Taiwan VC: Captive element

Taiwanese corporations are launching captive VC units to invest in technologies that can update their product offerings. The new source of funding is welcome in the absence of independent VCs, but is it a panacea?
Starting a software company is relatively simple and cost-effective, but scaling up can be much more of a challenge. AirSig, a Taiwan-based mobile authentication app that launched in June of last year, is currently facing this very issue.
Its main product, Air Signature, allows users to unlock devices - such as mobile phones - by writing their signature in the air. The technology can also be used in a wide range of hardware devices, such as smart home systems or private cars. Three months ago, AirSig received $2 million in Series A funding from Taiwan electronics giant Foxconn Technology Group.
"Capital isn't our main concern. The key consideration is how we set up alliance with a large corporation that is using our technology. Foxconn is well-established in the global market, so it could help us expand overseas quickly," says Moss Chuang, technical director of AirSig.

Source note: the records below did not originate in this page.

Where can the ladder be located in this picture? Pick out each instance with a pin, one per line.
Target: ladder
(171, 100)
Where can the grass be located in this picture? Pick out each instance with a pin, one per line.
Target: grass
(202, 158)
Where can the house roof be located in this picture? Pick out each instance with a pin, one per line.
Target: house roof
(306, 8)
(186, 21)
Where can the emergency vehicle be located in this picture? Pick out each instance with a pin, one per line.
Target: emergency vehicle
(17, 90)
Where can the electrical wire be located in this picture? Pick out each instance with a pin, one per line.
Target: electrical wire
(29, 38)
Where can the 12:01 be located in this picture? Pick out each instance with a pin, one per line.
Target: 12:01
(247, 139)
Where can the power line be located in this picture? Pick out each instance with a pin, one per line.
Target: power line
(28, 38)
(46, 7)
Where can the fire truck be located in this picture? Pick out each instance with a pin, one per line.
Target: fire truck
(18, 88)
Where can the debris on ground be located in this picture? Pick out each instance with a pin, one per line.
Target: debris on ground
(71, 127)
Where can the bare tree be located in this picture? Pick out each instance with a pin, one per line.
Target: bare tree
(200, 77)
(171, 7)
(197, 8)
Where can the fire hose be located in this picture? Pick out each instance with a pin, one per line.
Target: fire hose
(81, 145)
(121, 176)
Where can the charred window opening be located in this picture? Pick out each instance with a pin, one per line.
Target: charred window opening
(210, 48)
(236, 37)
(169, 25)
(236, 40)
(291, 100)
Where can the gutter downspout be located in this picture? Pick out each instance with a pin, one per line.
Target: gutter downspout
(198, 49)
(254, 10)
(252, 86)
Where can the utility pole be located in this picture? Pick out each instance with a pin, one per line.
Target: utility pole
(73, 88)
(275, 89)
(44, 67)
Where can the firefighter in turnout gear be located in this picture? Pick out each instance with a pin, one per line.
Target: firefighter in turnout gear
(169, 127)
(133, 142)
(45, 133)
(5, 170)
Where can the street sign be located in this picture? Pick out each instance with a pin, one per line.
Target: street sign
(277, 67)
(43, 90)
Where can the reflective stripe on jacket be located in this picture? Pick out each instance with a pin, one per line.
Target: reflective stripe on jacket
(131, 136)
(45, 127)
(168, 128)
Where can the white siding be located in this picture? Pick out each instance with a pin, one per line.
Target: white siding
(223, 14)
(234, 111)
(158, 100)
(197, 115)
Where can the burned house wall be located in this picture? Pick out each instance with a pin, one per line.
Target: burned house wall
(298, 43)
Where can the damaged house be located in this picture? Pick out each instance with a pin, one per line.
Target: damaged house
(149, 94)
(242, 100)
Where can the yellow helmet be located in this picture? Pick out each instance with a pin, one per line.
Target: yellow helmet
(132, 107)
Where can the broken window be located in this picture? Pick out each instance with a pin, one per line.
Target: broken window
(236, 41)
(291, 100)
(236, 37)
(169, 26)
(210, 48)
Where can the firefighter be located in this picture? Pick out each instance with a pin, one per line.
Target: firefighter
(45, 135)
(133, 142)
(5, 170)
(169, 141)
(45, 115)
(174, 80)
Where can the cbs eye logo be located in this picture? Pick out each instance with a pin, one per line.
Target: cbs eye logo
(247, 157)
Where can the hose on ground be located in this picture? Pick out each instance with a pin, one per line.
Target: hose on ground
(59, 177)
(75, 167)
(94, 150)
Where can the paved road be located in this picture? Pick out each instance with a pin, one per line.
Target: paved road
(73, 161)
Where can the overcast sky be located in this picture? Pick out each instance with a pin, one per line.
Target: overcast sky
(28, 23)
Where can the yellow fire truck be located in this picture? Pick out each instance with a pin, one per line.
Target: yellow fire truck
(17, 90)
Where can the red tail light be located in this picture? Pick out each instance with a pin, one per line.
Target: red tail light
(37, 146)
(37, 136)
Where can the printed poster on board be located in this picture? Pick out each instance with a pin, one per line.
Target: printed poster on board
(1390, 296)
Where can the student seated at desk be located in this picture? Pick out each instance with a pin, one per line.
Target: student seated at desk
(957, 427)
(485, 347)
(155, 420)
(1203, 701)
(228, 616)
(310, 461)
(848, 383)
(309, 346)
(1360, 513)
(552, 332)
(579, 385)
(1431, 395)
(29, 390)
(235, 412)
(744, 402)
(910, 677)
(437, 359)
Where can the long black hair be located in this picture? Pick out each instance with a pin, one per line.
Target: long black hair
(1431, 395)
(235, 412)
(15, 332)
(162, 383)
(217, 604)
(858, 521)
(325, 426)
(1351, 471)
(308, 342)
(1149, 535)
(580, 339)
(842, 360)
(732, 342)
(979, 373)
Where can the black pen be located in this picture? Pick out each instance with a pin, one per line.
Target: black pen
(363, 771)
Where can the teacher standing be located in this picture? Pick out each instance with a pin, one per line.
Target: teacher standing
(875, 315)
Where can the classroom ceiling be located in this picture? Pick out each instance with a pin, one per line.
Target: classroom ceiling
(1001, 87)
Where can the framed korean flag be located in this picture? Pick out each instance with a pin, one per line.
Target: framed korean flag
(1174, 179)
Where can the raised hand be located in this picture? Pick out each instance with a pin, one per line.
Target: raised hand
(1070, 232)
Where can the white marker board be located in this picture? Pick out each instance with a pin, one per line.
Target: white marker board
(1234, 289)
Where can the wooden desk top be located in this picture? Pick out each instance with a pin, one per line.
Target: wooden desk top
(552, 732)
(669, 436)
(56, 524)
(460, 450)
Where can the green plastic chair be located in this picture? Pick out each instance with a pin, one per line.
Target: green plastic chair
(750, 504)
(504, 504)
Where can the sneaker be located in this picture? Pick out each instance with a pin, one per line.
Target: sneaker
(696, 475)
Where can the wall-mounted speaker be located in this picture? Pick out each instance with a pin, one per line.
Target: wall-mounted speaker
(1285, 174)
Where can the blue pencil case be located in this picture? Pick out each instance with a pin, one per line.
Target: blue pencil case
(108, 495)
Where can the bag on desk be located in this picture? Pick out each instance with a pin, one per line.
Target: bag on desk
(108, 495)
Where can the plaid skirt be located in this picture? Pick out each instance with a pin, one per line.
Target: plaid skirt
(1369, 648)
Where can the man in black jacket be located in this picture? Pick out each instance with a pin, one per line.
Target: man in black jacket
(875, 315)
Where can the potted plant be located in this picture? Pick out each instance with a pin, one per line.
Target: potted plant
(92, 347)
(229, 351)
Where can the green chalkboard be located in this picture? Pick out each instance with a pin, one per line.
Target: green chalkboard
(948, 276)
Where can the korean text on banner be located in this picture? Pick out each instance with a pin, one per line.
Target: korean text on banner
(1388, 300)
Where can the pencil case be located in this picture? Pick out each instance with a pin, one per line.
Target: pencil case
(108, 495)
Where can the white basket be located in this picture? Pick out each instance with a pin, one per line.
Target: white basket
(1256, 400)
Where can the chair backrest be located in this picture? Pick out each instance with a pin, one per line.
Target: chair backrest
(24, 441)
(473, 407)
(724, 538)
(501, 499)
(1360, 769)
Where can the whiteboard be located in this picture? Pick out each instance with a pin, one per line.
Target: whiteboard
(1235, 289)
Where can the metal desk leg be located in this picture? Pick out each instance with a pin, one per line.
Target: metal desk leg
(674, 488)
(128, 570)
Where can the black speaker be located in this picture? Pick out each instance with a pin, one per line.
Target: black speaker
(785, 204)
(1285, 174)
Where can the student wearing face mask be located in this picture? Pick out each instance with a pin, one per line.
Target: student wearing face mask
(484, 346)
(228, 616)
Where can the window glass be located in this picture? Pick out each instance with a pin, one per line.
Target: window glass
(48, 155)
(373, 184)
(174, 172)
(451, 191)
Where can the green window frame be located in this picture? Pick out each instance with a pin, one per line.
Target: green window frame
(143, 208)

Foxconn is one of numerous traditional hardware players seeking solutions to make their businesses more internet-related. With independent venture capital funding stagnant in Taiwan over the last few years could corporate VC play step into the breach?
"It's a transition time, which requires corporates and start-ups to explore what tech applications are going to be like in 2-3 years," says Joseph Chan, a partner with incubator appWorks. "In the past, corporates mainly invested in their own supply chains. Now they are thinking about how to integrate technology into their hardware to meet consumer demand."
Growth momentum
Go back 10 years and VC funding was readily available in Taiwan from multiple sources. Large PC makers such as Acer were actively investing so independent VC players were willing to do the same, backing a string of local start-ups. But when the world moved on to internet technology, Taiwan's start-ups got left behind. The VC firms followed the innovation, entering China and Southeast Asia.
"Funding has dried up in Taiwan in recent years. There is still some early-stage VC investment but most of it is capital-intensive, targeting areas such as biotech. Those investors are more familiar with traditional businesses like semiconductors and PCs. They are less familiar with internet innovation, so they won't put any capital into those kinds of start-ups," says Lucas Wang, CEO of TMI, a Taiwan-based angel investor group.
Corporates are already filling the gap. Two months ago, Acer established a NT$1 billion ($34 million) VC fund - Acer Venture Capital Fund - to invest in start-ups. The corporate investment arm will help speed up Acer's cloud-computing strategy for Acer. Although the new fund has yet to make any investments, Acer has formed partnerships with incubators and accelerators - including appWorks - to promote start-up using its existing resources and technology.
According to industry participants, a number of other listed technology firms have followed suit, including Asus. At the same time, a number of key shareholders in listed companies are making angel investments. Momentum is picking up, to the point that corporates are now a meaningful source of Series A funding.
"We have got a lot of good start-ups, but we haven't established an ecosystem from the funding side, which means we only have early investment at this stage. Moving forward, I think we still lack Series A investors. But we do see corporates doing early-stage investments. A couple of local VCs are also starting to do later stage of investments in internet companies," says TMI's Wang. ‘I think the whole environment is changing in a practical way, but it's very slow."
Government action
It remains to be seen whether corporates can be a sustainable source of capital for local start-ups. The check sizes are relatively small and the investments are strategic in nature, which means the money could equally well go overseas in search of technology to support the parent's expansion plans. As a result, the government is also trying to reboot the start-up ecosystem.
Last month, the $10 billion National Development Fund (NDF) initiated a new program to attract international VCs to invest in Taiwanese start-ups and also help local companies expand into overseas markets. Any foreign VC firm with a presence in Taiwan could feasibly receive a grant equivalent to 40% of the total fund size. However, all the capital must be invested in local early-stage firms. The NDF has also introduced other measures designed to reduce the bureaucratic and economic burden on start-ups.
Local industry participants identify IPO deregulation as another potentially useful move. At present, listing applicants must have a track record of profitability, but this can be a big ask for a start-up in expansion mode. The regulator occasionally makes exceptions but the approval process is long and uncertain. VC firms are put off by the lack of liquidity.
"The technology industry doesn't lack capital," says appWorks' Chan. "The main issue lies with liquidity as every investor wants to realize their investments. Government funding is an encouraging move, but it would also be helpful if the government allowed companies that have yet to post a profit to go for IPOs."